Because I found the exigency of de Certeau’s argument to be fascinating, I wanted to look into futurology and how he seemed to be opposing the ideas of scientific production through this text. Futurology can be understood as a systematic forecasting of the future. To Certeau, this “scientifically” included method presents a number of nonfunctional concepts and an inadequate procedure for thinking about space. “Thus in futurology we must consider (1) the relations between a certain kind of rationality and an imagination (which is in discourse the mark of the locus of its production); (2) the difference between, on the one hand, the tentative moves, pragmatic ruses, and successive tactics that mark the stages of practical investigation and, on the other hand, the strategic representations offered to the public as the product of these operations” (xxiii). I am interested in Certeau’s energy for this work as a critique of science, where operations in laboratories are distinctly separate from the everyday lives of people.
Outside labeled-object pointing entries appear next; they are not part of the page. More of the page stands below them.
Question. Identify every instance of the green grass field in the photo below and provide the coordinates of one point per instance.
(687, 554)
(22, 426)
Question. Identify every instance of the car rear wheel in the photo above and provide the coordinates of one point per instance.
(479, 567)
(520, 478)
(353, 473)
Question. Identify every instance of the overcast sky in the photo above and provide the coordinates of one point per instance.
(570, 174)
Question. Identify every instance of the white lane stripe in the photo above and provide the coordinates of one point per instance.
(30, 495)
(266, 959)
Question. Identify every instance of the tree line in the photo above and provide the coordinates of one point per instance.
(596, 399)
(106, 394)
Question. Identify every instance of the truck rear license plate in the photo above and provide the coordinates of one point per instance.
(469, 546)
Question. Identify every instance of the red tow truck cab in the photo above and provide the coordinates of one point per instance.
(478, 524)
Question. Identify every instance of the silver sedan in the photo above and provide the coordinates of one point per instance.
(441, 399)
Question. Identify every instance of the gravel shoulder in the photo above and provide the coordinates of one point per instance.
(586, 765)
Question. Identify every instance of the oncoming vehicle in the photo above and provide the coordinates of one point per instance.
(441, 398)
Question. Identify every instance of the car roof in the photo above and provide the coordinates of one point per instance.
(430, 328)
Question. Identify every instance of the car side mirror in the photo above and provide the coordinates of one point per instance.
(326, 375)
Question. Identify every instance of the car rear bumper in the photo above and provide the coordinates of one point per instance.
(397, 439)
There’s no question to me how this text has been so often cited, and there’s a ton of things I couldn’t possibly explore in one blog post. de Certeau offers so much to me as someone interested in studying not just writing, but all forms of making, and he situates those tactics as common, participatory, and everyday tactics that resist oppressive power structures in little ways, in ways that those fragments work together to form networks of change.